Bild nicht mehr verfügbar.
Konsequent einmal pro Woche tritt Woody Allen mit seiner Dixieland-Band in einem New Yorker Club auf.
Man mag dieses herbe Mehrzweck-Ambiente vor allem mit Pop- und Unterhaltungsevents assoziieren. Manchmal geht es aber auch anders. Nachdem dort vor kurzem Ennio Morricone mit 200-Mann-Orchester, hochkomplexer Musik und konsequent mit dem Rücken zum Publikum demonstrierte, wie man sich hocheffektiv unterverkauft, bis 6000 Fans in Begeisterung ausbrechen, stand ihm am Sonntagabend ein weiterer weltberühmter Privatobsessionist in nichts nach: US-Starkomiker und Filmemacher Woody Allen, der seit Jahren konsequent behauptet, dass ihm der "wirklich große Film noch nicht gelungen" sei (worüber man spätestens seit Verbrechen und andere Kleinigkeiten oder Matchpoint streiten kann). Und der durchaus nicht untertreibt, wenn er sagt, es sei nur ein Hobby, wenn er als mäßig geübter Jazzklarinettist mit Dixieland-Band wöchentlich in einem New Yorker Club auftritt (sofern es derzeit Dreharbeiten in Europa erlauben) - dieser Woody Allen ging ebendiesem Hobby am Weihnachtsvorabend in Wien vor breitest denkbarem Auditorium nach.
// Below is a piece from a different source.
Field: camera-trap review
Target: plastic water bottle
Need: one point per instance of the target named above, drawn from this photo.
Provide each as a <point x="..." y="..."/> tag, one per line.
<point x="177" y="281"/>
Man muss sich das so vorstellen: Ein kleiner, unscheinbarer, und in all seiner (ostentativen) Unscheinbarkeit höchst auffälliger Mann genehmigt sich mit alten Kumpels eine Entspannungsübung, wird aber gerade beim Abtauchen ins Private besonders bejubelt. Friedfertiger, humaner, weihnachtlicher könnte die Botschaft nicht sein: Leute, vielleicht mache ich heute Fehler, und vielleicht bin ich in manchem wirklich nicht so gut, aber mir macht's Freude, und das könnte auch für euch genügen.
Produktiver Riss
Altersweisheit? Das System Woody Allen war seit jeher eines, das sich aus wiederholter Verweigerung von Virtuosität speiste. Egal, an welchem Punkt seiner Karriere man sich den 1935 in Brooklyn Geborenen in Erinnerung ruft, gibt es diesen produktiven Riss, der sich sehr eigen durch Leben und Werk zieht: Da wäre einerseits eine Hollywood-Karriere mit all dem Starkult und Skandalpotenzial, die dadurch konterkariert wird, dass Allen beim üblichen Oscar-Getöse nie mitmacht. Da wäre weiters das Motto: jedes Jahr ein Film, und sei es auch einmal ein minder dotiertes Projekt - in Zeiten, in denen selbst höchstdotierte Mainstream-Regisseure nicht immer wissen, wie und ob man Herzensprojekte wirklich realisieren kann.
Und da wäre der fanatische Cineast und Ingmar-Bergman-Fan Woody Allen, der auf die Verzweiflungskatastrophen des 20. und 21. Jahrhunderts bevorzugt mit Kalauern antwortet, "in dem Bewusstsein, dass nicht allein unsere Zeit auf Erden begrenzt ist, sondern dass die meisten Küchen um zehn schließen". Letztere Zeile stammt aus einer neuen Textsammlung des Meisters, seiner ersten seit gut 25 Jahren. Betitelt ist sie mit Pure Anarchie, und anarchisch ist sie vor allem einmal mehr in der Tendenz, dass sich einer wie Woody Allen einfach nicht mehr vorschreiben lässt, wann er jetzt wirklich witzig zu sein hat, und wann "geistreich", und wann nicht.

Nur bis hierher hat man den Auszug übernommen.